Shipowners that are dragging their heels in installing ballast water treatment systems (BWTS) in an effort to save money could end up paying a much higher price in the long run, according to Newport Shipping managing director Lianghui Xia
Only 20,483 ships have so far installed or have on order the BWTS that are required to meet IMO regulations for ballast water discharges, leaving around 35,000 vessels still without such systems as the clock ticks towards a 2024 compliance deadline, according to Clarksons’ World Fleet Register.
Mr Xia believes shipowners may be waiting to carry out BWTS retrofits to coincide with class renewal surveys and yard repairs for their vessels to minimise costs and downtime due to a yard stay.
Such installations also carry little economic incentive for owners as they are only required to gain compliance certification and do not improve the efficiency or lower the costs of ship operations.
“But there is now an increasing urgency for shipowners to act, as an expected boom in demand for BWTS retrofits over the next few years will create a serious bottleneck in yard capacity, pushing up prices for equipment and installation work,” said Mr Xia.
“There is therefore a serious risk that owners will be forced to carry out substandard retrofits using less competent suppliers with a lack of after-sales support.”
Conventional wisdom among shipowners has tended towards procuring the cheapest equipment to maximise profitability but this could turn out to be a false economy due to possibly higher BWTS maintenance – or even replacement – costs in the long run, according to Mr Xia.

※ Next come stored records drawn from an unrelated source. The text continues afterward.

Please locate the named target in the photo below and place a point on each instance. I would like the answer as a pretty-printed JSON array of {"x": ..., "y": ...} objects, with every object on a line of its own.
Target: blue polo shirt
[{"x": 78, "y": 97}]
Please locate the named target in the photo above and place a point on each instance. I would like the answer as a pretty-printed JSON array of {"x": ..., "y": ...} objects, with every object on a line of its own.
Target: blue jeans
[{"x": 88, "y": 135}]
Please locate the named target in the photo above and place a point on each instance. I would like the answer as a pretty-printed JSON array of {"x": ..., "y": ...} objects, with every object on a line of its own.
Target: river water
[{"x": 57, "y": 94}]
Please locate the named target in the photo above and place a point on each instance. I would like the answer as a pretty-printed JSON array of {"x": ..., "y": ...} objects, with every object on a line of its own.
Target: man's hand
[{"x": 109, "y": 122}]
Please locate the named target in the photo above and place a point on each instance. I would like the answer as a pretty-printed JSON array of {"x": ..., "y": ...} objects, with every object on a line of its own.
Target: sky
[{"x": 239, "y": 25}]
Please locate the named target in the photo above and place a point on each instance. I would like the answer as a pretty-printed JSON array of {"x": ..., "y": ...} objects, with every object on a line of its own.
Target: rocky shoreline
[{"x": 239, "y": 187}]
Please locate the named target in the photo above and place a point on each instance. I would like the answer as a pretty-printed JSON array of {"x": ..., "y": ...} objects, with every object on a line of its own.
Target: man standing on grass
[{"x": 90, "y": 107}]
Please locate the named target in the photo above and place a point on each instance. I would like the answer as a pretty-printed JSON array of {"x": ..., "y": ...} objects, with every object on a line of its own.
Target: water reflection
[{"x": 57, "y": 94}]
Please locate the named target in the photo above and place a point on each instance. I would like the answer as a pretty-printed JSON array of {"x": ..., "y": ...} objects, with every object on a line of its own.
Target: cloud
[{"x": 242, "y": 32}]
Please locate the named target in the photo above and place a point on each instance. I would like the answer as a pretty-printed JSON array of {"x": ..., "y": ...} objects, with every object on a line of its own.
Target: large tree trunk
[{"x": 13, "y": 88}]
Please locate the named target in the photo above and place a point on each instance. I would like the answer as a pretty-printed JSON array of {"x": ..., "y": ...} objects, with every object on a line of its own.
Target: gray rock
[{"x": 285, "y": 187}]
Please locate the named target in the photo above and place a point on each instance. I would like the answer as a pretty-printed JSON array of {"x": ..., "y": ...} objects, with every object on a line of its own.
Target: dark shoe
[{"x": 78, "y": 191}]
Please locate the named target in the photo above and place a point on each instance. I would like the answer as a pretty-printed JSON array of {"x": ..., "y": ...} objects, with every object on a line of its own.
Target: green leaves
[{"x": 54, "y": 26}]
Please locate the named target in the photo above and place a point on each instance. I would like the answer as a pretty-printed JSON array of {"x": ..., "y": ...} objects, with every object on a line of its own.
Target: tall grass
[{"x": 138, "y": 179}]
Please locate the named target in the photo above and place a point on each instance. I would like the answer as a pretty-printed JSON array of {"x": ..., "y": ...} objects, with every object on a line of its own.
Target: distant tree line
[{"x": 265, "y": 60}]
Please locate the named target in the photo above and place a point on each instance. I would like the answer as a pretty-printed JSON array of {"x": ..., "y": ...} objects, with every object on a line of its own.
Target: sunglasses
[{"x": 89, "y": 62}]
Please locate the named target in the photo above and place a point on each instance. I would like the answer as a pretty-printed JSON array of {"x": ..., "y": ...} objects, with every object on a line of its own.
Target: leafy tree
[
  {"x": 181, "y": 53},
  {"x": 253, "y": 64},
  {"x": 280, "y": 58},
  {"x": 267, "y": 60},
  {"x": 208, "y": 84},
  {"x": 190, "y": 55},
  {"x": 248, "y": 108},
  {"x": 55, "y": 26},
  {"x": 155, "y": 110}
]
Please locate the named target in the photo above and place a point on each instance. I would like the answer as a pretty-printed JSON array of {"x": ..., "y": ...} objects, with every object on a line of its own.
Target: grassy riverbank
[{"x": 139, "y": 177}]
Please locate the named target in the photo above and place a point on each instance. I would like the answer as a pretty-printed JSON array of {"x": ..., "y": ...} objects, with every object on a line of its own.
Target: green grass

“The price of a BWTS is only one part of the cost equation when selecting a supplier, as a shipowner must also take into consideration overall lifecycle costs of the equipment, as well as voyage cost, retrofit cost and the duration of the yard stay,” he said.
“It is important shipowners select a reputable yard and BWTS equipment manufacturer with a proven track record for quality and delivery along with a reliable service network, which has high value in the longer term.”
To address the urgency for BWTS retrofits, UK-based ship repair and retrofit group Newport Shipping has forged an alliance with Norwegian ballast water treatment specialist Optimarin to supply the latter’s high-quality BWTS.
The yard-supplier partnership provides drydock availability through Newport Shipping’s global network of 15 partner yards, as well as deferred payment terms, for turnkey BWTS retrofits based on proven and reliable equipment supported by Optimarin’s global after-sales network. It is also possible for shipowners to book equipment and yard slots through the Newport Maritime Services portal.